IBC adalah perusahaan BUMN yang dimiliki oleh empat perusahaan BUMN lainnya, yaitu PT Antam (Persero), PT Inalum (Persero), PT Pertamina New & Renewable Energy, dan PT PLN (Persero).
Mengingat adanya perjanjian dengan CATL, Toto belum bisa membocorkan pihak yang akan menjadi pembeli baterai EV yang diproduksi di Karawang tersebut. Namun, dia menyebut porsi ekspor bisa saja mengalami perubahan ke depannya.
“Kalau kita lihat dengan kondisi sekarang, diekspor sekitar 30%. Namun, nanti pasti berubah-ubah tahun ke tahun, detail ke mananya nanti akan berikan,” jelas dia.
Meski begitu, Toto menyebut bahwa untuk saat ini Eropa belum menjadi pasar baterai EV Indonesia.
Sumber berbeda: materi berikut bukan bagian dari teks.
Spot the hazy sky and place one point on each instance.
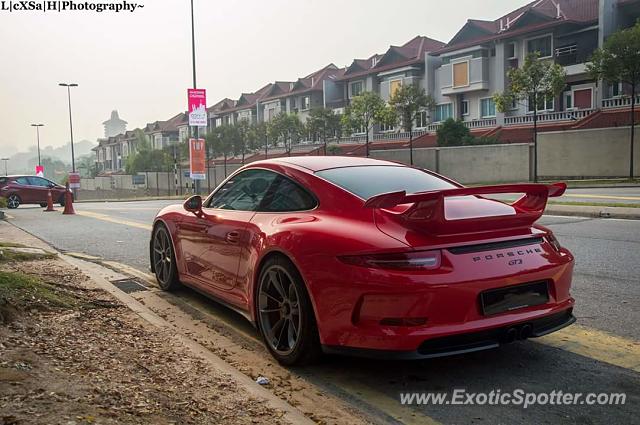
(140, 63)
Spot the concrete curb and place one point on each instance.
(95, 272)
(593, 211)
(291, 414)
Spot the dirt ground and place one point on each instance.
(73, 355)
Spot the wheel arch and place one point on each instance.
(157, 223)
(256, 277)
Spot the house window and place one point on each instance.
(582, 99)
(568, 100)
(305, 103)
(541, 44)
(443, 112)
(356, 88)
(394, 86)
(461, 74)
(464, 107)
(615, 90)
(422, 119)
(487, 108)
(544, 104)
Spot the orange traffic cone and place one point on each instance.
(68, 202)
(49, 202)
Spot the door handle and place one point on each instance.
(233, 237)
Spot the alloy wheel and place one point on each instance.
(13, 201)
(162, 257)
(279, 309)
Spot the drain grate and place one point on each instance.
(129, 286)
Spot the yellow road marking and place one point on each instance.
(111, 219)
(598, 345)
(623, 198)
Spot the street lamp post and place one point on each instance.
(195, 86)
(6, 173)
(68, 86)
(37, 126)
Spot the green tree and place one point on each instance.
(409, 100)
(87, 166)
(285, 128)
(257, 137)
(221, 142)
(619, 60)
(365, 111)
(455, 133)
(243, 130)
(333, 149)
(323, 123)
(535, 82)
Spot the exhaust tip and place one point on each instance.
(525, 331)
(511, 335)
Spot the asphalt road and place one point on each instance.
(600, 195)
(606, 287)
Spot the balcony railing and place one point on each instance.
(619, 102)
(549, 117)
(403, 135)
(434, 127)
(485, 122)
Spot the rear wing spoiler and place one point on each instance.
(428, 208)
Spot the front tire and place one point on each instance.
(13, 202)
(164, 260)
(285, 314)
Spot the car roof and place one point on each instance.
(319, 163)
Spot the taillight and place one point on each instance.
(415, 260)
(553, 241)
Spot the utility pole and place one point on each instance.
(6, 173)
(73, 158)
(37, 126)
(195, 85)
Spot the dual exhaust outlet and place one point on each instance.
(518, 332)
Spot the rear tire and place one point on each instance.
(13, 201)
(285, 314)
(164, 260)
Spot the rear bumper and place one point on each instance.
(466, 342)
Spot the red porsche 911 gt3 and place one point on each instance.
(368, 257)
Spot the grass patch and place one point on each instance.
(7, 255)
(21, 290)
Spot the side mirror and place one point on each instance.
(193, 204)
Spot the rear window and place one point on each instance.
(372, 180)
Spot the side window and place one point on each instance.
(244, 192)
(38, 181)
(286, 195)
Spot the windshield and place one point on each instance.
(368, 181)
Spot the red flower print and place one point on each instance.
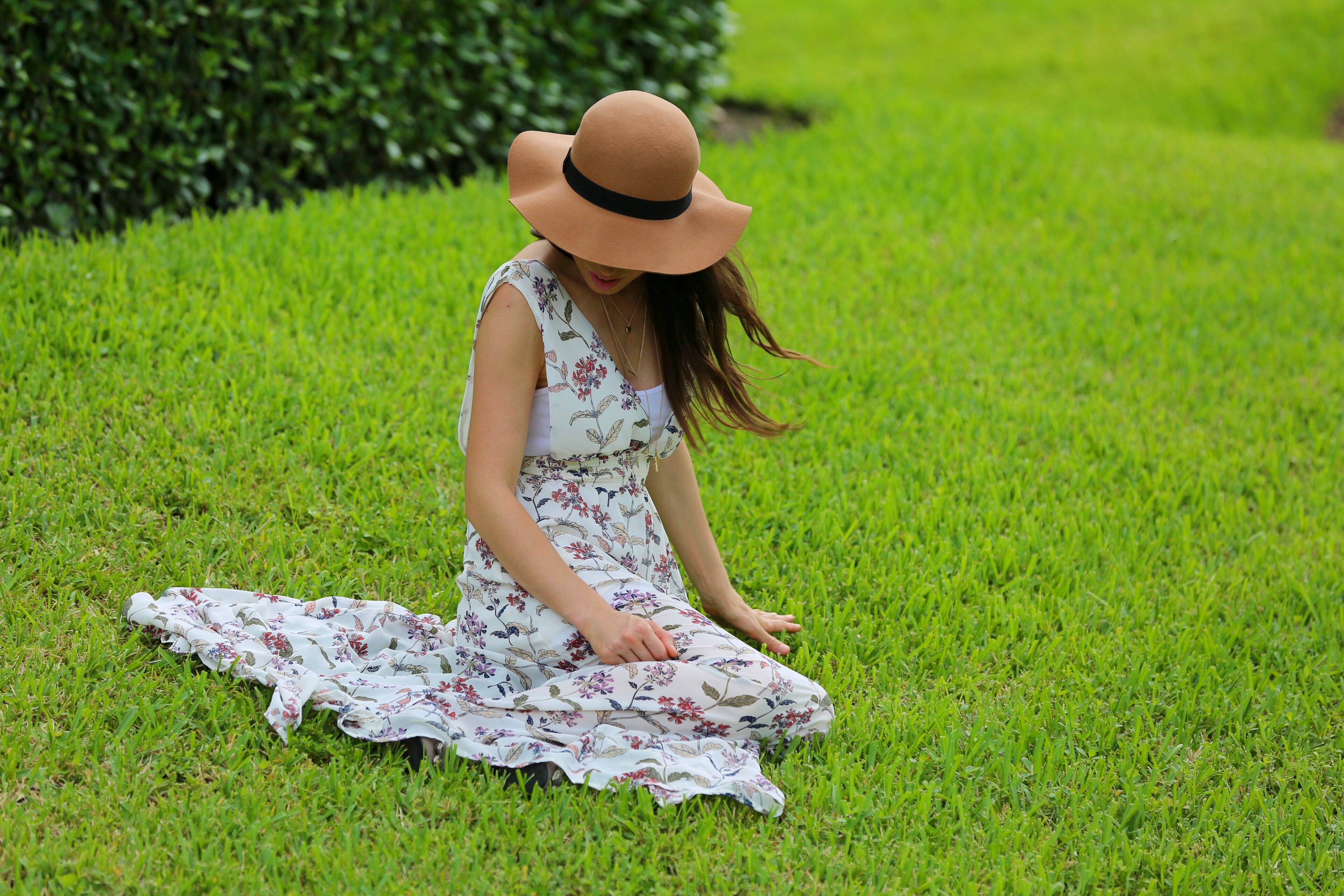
(580, 649)
(487, 555)
(570, 499)
(680, 710)
(792, 718)
(588, 375)
(277, 643)
(518, 598)
(582, 551)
Sebab, Eropa sudah punya kapasitas sendiri yang jumlahnya cukup besar.
Baca Juga
Lebih lanjut, dia menjelaskan, perkembangan baterai EV ini akan sangat masif terjadi di China, Amerika, Timur Tengah, dan Eropa. Menurutnya, Indonesia patut bersyukur karena punya sumber daya nikel melimpah, sebagai bahan baku pembuatan baterai EV.
“Jadi inilah yang kita inginkan dari Indonesia. Kita bisa ekspor ke China, ke Amerika, ke Eropa. Itu harapan kita. Indonesia kan politik bebas aktif. Jadi kita tidak hanya ke satu negara saja, tetapi ke berbagai negara juga. Yang ada nikel ya alhamdulillah Indonesia. Jadi itu yang tugas negara kita untuk bisa meningkatkan,” paparnya.